The Real Ghostbusters: The Rise And Fall of The Coolest Cartoon Of the 1980s

“What’s scary about it is that we got it broadcast,” McCoy laughs. “Oh my God, we got so much shit. We had every evangelical right-wing religious nut in the world complaining about it. Even my own brother, who was born again, gave me shit about it.”

Not that they were the only writers to push the envelope when it came to blending laughter and scares on a kids show. Straczynski delivered some of the most striking episodes in this regard, including “Knock Knock,” in which subway workers unwittingly unleash evil creatures from hell into the underground system, and “The Thing in Mrs.
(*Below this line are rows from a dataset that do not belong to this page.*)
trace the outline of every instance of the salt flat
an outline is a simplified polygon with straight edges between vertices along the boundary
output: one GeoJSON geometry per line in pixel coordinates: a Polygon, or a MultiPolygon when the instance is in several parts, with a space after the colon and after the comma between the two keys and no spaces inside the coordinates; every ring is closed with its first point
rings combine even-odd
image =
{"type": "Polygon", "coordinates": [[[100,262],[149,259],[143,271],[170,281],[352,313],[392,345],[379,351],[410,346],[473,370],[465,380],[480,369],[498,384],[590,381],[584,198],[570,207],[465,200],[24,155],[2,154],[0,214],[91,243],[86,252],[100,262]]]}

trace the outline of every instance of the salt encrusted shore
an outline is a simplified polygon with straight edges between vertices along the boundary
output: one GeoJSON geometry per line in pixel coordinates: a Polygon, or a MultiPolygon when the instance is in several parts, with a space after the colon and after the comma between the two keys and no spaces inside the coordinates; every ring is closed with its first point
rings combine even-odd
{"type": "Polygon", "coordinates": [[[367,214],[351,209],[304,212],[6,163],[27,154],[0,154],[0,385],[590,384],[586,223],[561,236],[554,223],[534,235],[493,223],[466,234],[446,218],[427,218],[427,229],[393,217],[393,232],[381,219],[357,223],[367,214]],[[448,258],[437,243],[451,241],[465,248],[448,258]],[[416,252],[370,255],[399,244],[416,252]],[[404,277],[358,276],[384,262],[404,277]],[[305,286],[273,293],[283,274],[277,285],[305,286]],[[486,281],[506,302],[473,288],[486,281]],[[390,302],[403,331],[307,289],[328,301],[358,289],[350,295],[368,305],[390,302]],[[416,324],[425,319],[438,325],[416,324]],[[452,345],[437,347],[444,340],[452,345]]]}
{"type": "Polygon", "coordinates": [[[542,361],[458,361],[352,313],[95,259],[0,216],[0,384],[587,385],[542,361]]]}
Faversham’s Attic,” a spookfest about an old lady with spirits lurking in the roof of her home.

Others like the Reaves-penned “The Boogieman Cometh,” where Egon is forced to confront his own very real fear of the bogeyman and the Brennan-written effort “Night Game” where the gang must deal with a haunting at the New York Jaguars’ baseball stadium are regularly cited among the best and most unsettling.

Hickey and McCoy took inspiration from a variety of sources, both contemporary and otherwise, for their ideas.

“I have a background in folklore, so we were also looking into stuff like that we could use,” McCoy says, recalling the episode “Banshee Bake A Cherry Pie,” in which an Irish chart-topping singer is revealed to be a Banshee intent on wreaking havoc on the world.

Elsewhere, episodes like “The Long, Long, Long etc. Goodbye” served as an ode of sorts to Philip Marlowe stories—not something you would see in many children’s cartoons—while “Don’t Forget The Motor City” saw the guys head to Detroit to deal with some pesky gremlins, where they met a character who looked a lot like Aretha Franklin, even if she was rather carefully referred to as “the Queen of Soul.”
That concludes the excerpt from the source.